Encinitas to seek court guidance on state-mandated housing plan
Encinitas will go to court in an attempt to bring its beleaguered state-mandated housing plan into compliance with California law, the City Council decided Wednesday, Feb. 20.
Council members voted 4-1, with Tony Kranz dissenting, to seek a judicial determination in hopes of resolving the dilemma the city faces in trying to get its plan accepted by the state’s Housing and Community Development Department.
The decision came after state officials earlier this month sent a proposed draft housing plan back to the city with a demand for revisions.
“I’m of the opinion we need to rip off this Band-aid and go into court to seek declaratory relief,” Mayor Catherine Blakespear said in urging the council to take action.
The state requires cities and counties to submit “housing elements” for approval by the department that demonstrate their capability of accommodating housing affordable to all income levels over an eight-year cycle.

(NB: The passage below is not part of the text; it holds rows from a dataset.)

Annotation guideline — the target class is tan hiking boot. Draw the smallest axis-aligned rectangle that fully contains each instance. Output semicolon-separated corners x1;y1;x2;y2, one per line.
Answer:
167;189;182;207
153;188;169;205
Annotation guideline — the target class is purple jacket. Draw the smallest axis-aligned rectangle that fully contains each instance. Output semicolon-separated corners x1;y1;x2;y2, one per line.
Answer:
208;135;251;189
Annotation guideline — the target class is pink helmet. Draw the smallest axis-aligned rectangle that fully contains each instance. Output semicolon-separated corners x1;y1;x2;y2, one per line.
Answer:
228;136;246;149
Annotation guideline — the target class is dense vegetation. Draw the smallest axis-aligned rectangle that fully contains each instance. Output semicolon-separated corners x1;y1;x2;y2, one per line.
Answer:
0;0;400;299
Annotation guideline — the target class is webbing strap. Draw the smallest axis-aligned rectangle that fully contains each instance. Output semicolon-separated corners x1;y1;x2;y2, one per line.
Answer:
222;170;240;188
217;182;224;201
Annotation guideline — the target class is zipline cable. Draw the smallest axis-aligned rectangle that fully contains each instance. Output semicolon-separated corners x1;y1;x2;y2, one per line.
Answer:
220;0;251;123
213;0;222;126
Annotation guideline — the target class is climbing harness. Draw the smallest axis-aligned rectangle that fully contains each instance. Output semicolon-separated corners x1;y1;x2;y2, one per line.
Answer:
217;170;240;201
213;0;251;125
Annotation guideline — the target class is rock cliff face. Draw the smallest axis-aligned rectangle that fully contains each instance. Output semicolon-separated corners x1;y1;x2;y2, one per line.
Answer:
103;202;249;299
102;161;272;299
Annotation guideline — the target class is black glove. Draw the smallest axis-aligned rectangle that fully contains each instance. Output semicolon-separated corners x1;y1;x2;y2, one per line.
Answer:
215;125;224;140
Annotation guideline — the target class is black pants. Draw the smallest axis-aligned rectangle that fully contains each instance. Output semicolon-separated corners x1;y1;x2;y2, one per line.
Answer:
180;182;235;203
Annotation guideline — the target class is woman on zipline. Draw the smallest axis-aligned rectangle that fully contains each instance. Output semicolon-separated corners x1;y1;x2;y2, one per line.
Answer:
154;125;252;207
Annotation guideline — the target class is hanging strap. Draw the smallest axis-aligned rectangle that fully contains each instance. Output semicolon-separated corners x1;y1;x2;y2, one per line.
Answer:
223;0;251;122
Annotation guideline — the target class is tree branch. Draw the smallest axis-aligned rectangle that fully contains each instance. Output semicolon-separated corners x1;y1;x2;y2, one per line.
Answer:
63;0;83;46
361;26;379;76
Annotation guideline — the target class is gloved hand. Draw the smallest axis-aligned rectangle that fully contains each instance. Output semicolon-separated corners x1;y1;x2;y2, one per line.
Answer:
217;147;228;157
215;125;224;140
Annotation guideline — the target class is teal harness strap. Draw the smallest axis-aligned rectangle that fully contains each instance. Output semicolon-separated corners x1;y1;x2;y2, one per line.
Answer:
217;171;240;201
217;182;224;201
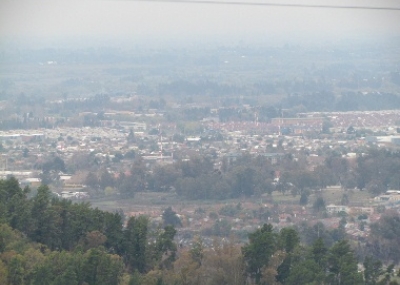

Like other affluent coastal communities with high property values, Encinitas has struggled historically to meet the state mandate. It requires the city to show its general plan and underlying zoning will allow for a palette of housing opportunities, including residences for low- and very-low income residents.
The numbers that each jurisdiction must meet in this area are based on calculations by the San Diego Association of Governments, a coalition of the region’s 18 cities, the county and other agencies.
Encinitas’ total mandate for the current cycle covering 2013 to 2021 is to guarantee opportunities for 2,606 additional units, including 731 affordable to very-low income households and 555 affordable to low income households. Ironically, the biggest mandate is 907 homes for above-moderate income households.
Encinitas has yet to get a plan approved by the state during this cycle and faces penalties. Those include the loss of state revenue tied to the mandate and being required to submit and receive approval of housing plans every four years instead of eight.
Encinitas’ ability to comply with the law is complicated by Prop. A, a voter’s initiative passed earlier this decade that requires the electorate’s approval of substantial density and building height increases.
Since compliance with the state housing mandates can only be accomplished with significant density increases in some zones, the city must put changes needed for an acceptable housing element to a vote of its residents.
To date, two ballot measures attempting to accommodate the required housing numbers have been shot down by the voters. In response to legal challenges, a judge ruled in December that the state mandate superseded the initiative because it prevented the city from complying and he ordered the city to submit a plan to the state.
In response, the city submitted the proposed land-use changes that voters had rejected last November in Prop. U.
Housing department officials, however, responded that the plan needed revisions, especially with regard to what the council was going to do about Prop. A.
The options, city officials said, were to go to court to seek a ruling that Prop. A doesn’t apply to the state housing element into the future, or put a ballot measure before voters asking them to repeal Prop. A. State law says a voters’ initiative can only be undone by another public vote.
Kranz said he believes the city should respect that law and the will of voters, and put the issue on the ballot.
Other council members, however, contended that would be futile, considering that two prior ballot measures seeking to supersede Prop. A have failed.
“I think it’s not really a choice,” Councilman Joe Mosca said. “It’s a bit ingenuous to say you have a choice when you don’t have a choice.”